Ni dans les grilles de notation, ni dans les institutions financières, ni dans l’appréciation de la valeur de la démocratie, la contrepartie citoyenne n’a été prise en compte. En définitive, la bonne gouvernance ne s’apprécie que trop souvent à l’aune de la capacité de remboursement des crédits octroyés par les institutions financières.

Le cas du Sénégal : Le défi de l’humain

Au Sénégal, des avancées sont notées dans l’élaboration des textes et la création d’institutions fortes. Cependant, les textes et les institutions ne valent que par les hommes qui les appliquent et les font valoir.

Il faut donc s’investir dans le respect des textes, dans la valorisation des institutions, mais aussi et surtout dans l’exemplarité dont les responsables sauront faire preuve.
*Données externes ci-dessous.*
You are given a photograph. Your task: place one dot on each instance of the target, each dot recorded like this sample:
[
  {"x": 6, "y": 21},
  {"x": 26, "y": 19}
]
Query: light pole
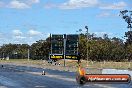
[
  {"x": 28, "y": 54},
  {"x": 87, "y": 43}
]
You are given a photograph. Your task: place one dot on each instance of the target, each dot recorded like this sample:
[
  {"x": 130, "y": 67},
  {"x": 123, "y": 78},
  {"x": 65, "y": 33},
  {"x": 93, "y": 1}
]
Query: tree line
[{"x": 99, "y": 49}]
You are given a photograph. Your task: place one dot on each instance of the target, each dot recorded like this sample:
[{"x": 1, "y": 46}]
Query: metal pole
[
  {"x": 28, "y": 54},
  {"x": 64, "y": 49},
  {"x": 87, "y": 43}
]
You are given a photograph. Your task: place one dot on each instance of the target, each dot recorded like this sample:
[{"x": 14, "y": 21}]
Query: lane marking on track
[
  {"x": 40, "y": 86},
  {"x": 7, "y": 82},
  {"x": 103, "y": 86}
]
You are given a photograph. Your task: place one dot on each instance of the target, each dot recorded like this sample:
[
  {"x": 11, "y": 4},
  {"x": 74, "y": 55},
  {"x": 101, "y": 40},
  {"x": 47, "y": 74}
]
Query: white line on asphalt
[{"x": 7, "y": 82}]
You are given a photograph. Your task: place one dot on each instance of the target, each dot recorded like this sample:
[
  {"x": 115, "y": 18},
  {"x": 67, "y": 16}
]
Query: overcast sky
[{"x": 26, "y": 21}]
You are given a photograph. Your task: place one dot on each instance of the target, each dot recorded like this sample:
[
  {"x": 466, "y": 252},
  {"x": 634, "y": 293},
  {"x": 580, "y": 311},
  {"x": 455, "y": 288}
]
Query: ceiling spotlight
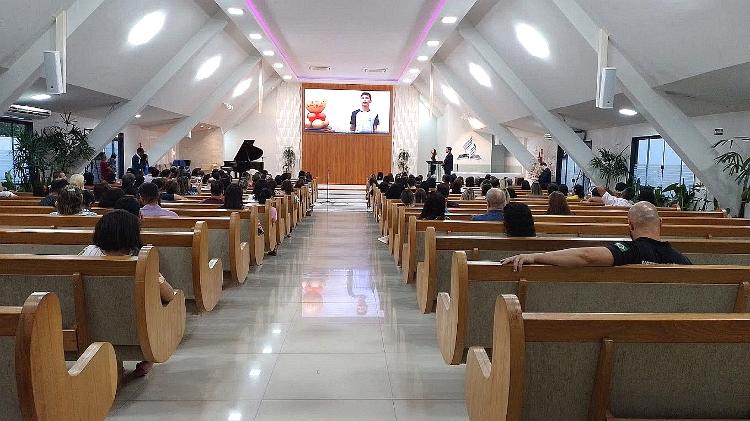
[
  {"x": 146, "y": 28},
  {"x": 450, "y": 94},
  {"x": 532, "y": 40},
  {"x": 480, "y": 75},
  {"x": 208, "y": 68}
]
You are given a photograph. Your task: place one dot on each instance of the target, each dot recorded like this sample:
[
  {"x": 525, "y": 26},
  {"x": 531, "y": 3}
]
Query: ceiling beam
[
  {"x": 108, "y": 128},
  {"x": 673, "y": 125},
  {"x": 508, "y": 139},
  {"x": 561, "y": 133},
  {"x": 23, "y": 72},
  {"x": 184, "y": 126}
]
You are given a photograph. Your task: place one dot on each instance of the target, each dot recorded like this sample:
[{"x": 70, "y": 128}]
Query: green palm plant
[{"x": 612, "y": 167}]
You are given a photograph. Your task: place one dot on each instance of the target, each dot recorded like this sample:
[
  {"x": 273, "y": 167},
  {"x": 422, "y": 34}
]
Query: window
[
  {"x": 10, "y": 130},
  {"x": 654, "y": 163}
]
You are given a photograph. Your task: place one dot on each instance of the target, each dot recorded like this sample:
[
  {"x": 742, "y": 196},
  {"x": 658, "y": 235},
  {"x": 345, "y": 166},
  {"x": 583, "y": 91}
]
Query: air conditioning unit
[{"x": 27, "y": 113}]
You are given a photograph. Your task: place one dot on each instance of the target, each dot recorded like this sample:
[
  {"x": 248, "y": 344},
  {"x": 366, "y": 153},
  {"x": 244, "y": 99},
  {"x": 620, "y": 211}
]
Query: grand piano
[{"x": 245, "y": 159}]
C’est sans doute en donnant des gages de transparence, de respect des ressources et du patrimoine public que les dirigeants assiéront les conditions d’une véritable bonne gouvernance au Sénégal.

Simple piqûre de rappel

Ce texte constitue une simple piqûre de rappel. Il met le doigt sur le décalage entre les grilles d’évaluation internationales et la réalité vécue par les citoyens.

Ce que le texte dit en 3 idées clés

1. Les outils existent, mais ils sont incomplets

L’ONU et les institutions de notation insistent sur la transparence, la lutte contre la corruption et la reddition des comptes. La faille majeure réside dans le fait que la démocratie, la régularité des élections et l’alternance pacifique ne sont pas notées en tant que telles. Du coup, un État peut être « bien noté » sans que le peuple n’en ressente les bénéfices réels.

2. La bonne gouvernance réduite à la solvabilité

En pratique, le critère roi devient financier : « Est-ce que l’État rembourse ses crédits ? » Résultat, les textes et les institutions sont créés pour rassurer les bailleurs de fonds, et pas forcément pour répondre aux attentes des citoyens, ce qui nourrit la frustration.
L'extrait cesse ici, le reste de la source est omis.